RAL Tier1 Operations Report for 17th July 2013

Review of Issues during the week 10th to 17th July 2013.

The CVMFS problems - notably affecting CMS - have been ongoing as we verified that CVMFS client version 2.1.12 works OK. This has been the case and this version has been rolled out across the batch farm.
The Atlas Castor 2.1.13-9 upgrade overran significantly (4 hours) last Wednesday (10th July). The problems were in the updating of the configurations and OS of the head nodes and disk servers. The upgrade was completed OK.
The problem reported last week with connections to the batch server failing has continued. The problem started at the same time as the batch server was updated. This update was rolled back last Thursday (11th) but the problem remains.
On Wednesday late afternoon monitoring showed unusual activity (or lack of it) on the Castor GEN instance which was put into a 'warning' state in the GOC DB overnight . No problems were subsequently identified.
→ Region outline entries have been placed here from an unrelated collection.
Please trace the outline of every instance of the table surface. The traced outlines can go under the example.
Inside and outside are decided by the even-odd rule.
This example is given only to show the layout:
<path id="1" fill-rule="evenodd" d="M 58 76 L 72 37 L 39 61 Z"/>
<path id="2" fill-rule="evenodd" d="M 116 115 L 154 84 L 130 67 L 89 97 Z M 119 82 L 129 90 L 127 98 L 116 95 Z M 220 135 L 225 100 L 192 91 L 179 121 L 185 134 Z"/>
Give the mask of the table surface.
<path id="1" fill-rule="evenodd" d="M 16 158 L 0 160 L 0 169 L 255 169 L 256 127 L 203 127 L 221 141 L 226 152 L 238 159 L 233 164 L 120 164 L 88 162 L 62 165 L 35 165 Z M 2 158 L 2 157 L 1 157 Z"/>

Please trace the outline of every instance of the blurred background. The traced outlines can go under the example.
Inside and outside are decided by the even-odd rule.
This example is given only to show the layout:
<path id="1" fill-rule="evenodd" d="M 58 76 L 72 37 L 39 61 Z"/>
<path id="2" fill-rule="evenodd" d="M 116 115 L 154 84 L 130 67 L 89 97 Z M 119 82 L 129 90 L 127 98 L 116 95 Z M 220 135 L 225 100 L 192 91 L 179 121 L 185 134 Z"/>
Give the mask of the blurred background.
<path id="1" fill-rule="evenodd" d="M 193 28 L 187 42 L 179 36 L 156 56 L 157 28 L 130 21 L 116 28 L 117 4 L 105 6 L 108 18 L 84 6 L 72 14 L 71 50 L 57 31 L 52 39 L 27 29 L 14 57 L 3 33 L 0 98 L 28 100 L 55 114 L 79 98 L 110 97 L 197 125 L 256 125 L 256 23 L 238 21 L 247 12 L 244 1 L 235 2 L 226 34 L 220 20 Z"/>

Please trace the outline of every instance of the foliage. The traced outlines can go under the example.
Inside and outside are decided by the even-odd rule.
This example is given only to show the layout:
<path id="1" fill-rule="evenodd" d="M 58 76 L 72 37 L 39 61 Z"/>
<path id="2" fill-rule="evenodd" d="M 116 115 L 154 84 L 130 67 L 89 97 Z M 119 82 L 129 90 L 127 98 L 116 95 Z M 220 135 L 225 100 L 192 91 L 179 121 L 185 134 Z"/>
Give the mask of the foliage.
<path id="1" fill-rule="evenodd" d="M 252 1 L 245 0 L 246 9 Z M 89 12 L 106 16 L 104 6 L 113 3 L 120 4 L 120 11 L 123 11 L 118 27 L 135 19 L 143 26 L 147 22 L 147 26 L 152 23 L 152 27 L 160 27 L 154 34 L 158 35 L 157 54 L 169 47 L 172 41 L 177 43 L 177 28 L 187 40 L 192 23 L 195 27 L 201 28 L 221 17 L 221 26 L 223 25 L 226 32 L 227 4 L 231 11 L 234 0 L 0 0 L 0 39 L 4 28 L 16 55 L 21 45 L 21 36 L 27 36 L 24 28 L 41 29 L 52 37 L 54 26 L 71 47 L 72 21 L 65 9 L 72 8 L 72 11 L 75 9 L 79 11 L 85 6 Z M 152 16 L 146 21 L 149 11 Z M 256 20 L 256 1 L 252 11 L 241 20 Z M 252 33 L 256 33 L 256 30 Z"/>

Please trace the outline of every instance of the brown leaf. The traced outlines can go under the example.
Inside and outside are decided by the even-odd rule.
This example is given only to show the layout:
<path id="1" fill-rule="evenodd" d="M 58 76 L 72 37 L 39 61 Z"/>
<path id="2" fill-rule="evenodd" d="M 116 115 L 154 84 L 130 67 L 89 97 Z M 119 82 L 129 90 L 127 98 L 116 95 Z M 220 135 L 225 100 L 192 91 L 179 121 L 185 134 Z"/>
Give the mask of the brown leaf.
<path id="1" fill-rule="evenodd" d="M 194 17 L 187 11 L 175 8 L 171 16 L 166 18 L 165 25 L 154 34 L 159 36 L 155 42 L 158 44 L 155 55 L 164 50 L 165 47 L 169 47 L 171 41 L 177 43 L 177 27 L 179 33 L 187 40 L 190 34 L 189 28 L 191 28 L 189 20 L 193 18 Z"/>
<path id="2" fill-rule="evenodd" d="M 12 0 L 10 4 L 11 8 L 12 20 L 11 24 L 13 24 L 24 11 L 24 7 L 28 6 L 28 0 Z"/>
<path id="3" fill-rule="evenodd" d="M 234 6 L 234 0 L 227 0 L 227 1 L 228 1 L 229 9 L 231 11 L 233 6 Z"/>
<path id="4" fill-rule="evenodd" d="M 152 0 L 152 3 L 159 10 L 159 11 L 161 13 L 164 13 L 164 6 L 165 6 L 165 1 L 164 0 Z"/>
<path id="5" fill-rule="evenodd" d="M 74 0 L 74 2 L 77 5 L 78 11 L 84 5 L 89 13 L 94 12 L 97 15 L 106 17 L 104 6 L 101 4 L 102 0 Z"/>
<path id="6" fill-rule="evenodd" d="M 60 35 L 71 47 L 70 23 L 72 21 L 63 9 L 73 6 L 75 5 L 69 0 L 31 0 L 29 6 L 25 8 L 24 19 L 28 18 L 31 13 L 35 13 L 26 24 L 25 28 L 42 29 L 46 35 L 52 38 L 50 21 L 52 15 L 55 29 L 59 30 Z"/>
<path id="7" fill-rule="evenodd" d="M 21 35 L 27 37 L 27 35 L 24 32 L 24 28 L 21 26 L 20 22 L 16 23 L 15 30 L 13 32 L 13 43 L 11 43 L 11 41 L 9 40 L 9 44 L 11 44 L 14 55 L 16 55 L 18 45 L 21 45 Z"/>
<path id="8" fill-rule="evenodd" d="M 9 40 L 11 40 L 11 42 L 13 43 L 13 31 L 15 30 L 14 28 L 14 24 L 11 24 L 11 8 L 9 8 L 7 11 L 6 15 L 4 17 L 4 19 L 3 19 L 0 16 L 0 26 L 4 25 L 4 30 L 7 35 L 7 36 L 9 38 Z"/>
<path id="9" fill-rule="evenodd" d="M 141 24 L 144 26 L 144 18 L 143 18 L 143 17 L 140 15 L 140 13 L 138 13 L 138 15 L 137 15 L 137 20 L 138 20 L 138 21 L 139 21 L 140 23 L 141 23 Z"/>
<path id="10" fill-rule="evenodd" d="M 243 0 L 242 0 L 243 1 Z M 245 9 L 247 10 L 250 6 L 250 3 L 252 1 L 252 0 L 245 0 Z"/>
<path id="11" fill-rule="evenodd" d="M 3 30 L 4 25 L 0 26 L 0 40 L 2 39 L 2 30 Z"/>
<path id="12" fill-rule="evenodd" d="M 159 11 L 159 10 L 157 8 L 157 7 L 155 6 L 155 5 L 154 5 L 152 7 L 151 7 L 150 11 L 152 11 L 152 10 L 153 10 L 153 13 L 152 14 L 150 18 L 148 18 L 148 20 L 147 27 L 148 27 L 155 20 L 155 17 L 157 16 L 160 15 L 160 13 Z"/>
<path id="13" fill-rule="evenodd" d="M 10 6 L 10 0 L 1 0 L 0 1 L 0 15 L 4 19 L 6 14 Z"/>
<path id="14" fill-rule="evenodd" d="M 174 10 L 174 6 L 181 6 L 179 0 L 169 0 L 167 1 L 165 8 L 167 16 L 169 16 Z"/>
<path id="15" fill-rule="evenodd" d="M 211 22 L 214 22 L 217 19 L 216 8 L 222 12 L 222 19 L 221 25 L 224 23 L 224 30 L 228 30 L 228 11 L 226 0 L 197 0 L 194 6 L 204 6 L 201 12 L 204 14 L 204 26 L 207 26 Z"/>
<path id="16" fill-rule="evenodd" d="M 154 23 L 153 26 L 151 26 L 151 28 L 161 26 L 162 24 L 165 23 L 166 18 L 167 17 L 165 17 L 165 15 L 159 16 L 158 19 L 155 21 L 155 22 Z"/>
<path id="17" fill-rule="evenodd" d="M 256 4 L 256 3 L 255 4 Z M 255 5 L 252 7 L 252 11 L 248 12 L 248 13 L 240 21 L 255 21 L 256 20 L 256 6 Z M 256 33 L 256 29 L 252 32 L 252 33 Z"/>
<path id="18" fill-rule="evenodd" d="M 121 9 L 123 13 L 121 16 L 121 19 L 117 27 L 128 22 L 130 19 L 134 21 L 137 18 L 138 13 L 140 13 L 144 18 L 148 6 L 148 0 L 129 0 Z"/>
Resolved Disk Server Issues

None

Current operational status and issues

The uplink to the UKLight Router is running on a single 10Gbit link, rather than a pair of such links.
The problem LHCb jobs failing due to long job set-up times is still under investigation. The recent updates to the CVMFS clients to v2.1.12 is promising.
The testing of FTS3 is continuing and the service is being put on a more 'production' footing. (This runs in parallel with our existing FTS2 service).
We are participating in xrootd federated access tests for Atlas.
Testing is ongoing with the proposed new batch system (ARC-CEs, Condor, SL6). Atlas and CMS running work through this. ALICE, LHCb & H1 being brought on-board with the testing.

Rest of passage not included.